MOSCOW: Russia yesterday accused Washington of putting it in a “tough spot” by claiming it had failed to disclose revoking the passport of fugitive US intelligence leaker Edward Snowden prior to his arrival in Moscow from Hong Kong.
The diplomatic rhetoric around the explosive case of the 30-year-old former National Security Agency (NSA) contractor escalated when Washington blamed Hong Kong’s government of acting in bad faith by letting Snowden out in the first place.
The fate of Snowden himself remained in limbo for a sixth day yesterday as he remained holed up in the transit area of Moscow’s Sheremetyevo airport without making any contact with the swarm of international reporters at the scene.

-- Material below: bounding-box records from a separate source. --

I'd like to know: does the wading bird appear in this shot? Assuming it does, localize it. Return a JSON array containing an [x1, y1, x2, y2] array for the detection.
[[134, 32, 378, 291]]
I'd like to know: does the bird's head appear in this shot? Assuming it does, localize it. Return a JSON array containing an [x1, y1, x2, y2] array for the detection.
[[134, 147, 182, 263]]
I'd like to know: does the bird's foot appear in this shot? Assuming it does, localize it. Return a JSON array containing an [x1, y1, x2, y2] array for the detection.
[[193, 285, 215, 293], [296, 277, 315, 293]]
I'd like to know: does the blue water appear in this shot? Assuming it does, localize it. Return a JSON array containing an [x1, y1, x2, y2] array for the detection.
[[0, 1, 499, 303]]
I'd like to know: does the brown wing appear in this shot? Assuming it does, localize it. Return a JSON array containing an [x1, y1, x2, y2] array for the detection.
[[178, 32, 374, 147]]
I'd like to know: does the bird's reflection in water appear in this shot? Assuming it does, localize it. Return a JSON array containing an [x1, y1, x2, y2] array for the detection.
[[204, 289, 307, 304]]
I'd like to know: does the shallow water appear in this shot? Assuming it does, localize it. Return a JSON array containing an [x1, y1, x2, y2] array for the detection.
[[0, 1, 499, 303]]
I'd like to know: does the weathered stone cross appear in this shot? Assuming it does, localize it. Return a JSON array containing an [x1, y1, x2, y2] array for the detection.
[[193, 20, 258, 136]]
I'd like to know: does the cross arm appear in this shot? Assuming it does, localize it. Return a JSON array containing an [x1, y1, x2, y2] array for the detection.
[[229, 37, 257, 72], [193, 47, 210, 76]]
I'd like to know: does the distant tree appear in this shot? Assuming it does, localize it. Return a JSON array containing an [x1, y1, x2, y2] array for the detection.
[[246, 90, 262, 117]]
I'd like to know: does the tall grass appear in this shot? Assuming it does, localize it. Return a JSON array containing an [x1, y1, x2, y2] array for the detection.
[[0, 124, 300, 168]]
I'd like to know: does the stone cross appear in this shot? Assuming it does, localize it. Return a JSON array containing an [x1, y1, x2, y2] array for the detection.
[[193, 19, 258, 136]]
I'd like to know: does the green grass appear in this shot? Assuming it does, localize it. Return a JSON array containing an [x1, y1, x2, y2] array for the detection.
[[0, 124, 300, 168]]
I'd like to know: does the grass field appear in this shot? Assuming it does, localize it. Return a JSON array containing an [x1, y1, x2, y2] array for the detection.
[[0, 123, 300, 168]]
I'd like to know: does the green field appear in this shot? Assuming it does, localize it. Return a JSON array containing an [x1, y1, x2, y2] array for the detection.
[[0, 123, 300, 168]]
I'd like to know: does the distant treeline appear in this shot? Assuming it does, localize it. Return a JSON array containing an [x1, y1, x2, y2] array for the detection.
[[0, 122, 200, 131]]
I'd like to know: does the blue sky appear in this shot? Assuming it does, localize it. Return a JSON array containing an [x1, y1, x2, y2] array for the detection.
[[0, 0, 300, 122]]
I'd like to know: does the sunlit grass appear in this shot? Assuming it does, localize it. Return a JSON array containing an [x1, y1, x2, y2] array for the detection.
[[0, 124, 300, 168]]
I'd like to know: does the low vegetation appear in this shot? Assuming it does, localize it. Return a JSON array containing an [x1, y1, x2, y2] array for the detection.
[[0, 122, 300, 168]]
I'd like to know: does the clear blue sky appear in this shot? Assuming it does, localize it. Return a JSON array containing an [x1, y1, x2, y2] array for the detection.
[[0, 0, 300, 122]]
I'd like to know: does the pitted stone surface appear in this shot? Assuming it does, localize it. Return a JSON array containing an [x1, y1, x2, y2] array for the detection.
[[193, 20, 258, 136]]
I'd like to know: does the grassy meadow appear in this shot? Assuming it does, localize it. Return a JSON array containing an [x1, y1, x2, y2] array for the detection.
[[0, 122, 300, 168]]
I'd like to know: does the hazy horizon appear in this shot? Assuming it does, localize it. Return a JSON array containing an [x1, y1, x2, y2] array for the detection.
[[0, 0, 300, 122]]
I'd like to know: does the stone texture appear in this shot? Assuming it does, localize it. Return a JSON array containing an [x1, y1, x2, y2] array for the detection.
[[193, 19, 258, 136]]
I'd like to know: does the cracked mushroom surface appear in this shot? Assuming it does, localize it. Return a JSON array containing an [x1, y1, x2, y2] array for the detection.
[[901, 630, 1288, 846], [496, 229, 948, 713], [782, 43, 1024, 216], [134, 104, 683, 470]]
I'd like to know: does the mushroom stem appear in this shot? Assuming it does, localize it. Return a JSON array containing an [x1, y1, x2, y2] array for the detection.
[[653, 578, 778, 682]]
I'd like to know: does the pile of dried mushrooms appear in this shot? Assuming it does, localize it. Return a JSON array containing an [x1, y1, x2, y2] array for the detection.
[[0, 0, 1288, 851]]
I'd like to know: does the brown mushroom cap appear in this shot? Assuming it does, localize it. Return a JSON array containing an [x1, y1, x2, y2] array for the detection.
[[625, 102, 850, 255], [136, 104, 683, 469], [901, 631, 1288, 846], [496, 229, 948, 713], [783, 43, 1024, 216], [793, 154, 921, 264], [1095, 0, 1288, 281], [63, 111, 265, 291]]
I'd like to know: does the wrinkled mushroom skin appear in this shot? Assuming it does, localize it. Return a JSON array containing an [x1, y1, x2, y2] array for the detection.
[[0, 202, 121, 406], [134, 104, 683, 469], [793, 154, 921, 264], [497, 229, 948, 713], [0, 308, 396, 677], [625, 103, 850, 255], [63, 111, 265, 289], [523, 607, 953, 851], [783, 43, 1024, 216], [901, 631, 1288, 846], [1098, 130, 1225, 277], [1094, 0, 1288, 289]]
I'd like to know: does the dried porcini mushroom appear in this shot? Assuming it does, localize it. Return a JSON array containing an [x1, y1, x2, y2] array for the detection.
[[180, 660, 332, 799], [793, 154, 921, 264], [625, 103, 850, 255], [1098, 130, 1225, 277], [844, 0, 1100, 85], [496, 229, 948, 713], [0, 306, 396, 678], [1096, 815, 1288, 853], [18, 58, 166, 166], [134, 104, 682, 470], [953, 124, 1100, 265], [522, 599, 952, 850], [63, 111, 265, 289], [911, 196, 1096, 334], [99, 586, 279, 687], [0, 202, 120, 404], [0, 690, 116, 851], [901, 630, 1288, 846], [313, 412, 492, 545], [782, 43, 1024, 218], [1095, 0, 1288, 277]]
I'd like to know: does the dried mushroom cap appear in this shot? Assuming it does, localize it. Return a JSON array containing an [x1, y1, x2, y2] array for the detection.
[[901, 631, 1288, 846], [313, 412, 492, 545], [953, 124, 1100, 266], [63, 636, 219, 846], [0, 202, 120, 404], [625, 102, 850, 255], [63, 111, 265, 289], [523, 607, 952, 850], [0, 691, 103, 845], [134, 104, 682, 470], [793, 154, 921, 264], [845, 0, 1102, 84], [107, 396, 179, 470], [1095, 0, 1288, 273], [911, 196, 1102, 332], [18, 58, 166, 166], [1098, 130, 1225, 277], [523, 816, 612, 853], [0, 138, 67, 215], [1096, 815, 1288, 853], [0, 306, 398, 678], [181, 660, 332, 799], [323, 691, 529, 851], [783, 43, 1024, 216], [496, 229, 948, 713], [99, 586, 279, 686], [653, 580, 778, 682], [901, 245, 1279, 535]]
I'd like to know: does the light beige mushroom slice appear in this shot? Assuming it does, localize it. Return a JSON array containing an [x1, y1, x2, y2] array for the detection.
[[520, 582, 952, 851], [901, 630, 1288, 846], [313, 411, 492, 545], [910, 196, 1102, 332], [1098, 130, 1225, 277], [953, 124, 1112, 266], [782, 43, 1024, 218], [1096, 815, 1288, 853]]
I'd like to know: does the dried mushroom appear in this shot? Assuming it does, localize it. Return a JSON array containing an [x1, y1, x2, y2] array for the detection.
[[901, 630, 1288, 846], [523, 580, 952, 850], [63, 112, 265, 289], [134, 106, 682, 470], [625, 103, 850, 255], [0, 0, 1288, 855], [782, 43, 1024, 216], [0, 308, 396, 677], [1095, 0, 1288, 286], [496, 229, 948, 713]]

The government of Ecuador — his most likely place of exile should he avoid arrest for lifting the curtain on the scale of the US global surveillance programme to the media — said that it had not yet processed Snowden’s asylum application. But Venezuelan President Nicolas Maduro — who will coincidentally will be in Moscow on Monday for an energy summit — reiterated late on Thursday his offer to grant a safe haven to the US fugitive.
A Russian official close to the matter yesterday told the Interfax news agency that Washington had deliberately put Moscow in a difficult position, claiming it never reported that Snowden’s passport had been revoked and that he was banned from travel.
He said Moscow might not have allowed Snowden to fly to Russia in the first place had it known about his travel problems.
“The Americans deliberately put Moscow in a tough spot by having failed to inform it of the fact that his passport was annulled in time,” the source said.
“The Russian authorities were informed of this post-factum, more than a week after Snowden was stripped of his passport,” he said. “If this fact had been known in advance, then possibly Mr Snowden might not have flown to Moscow.”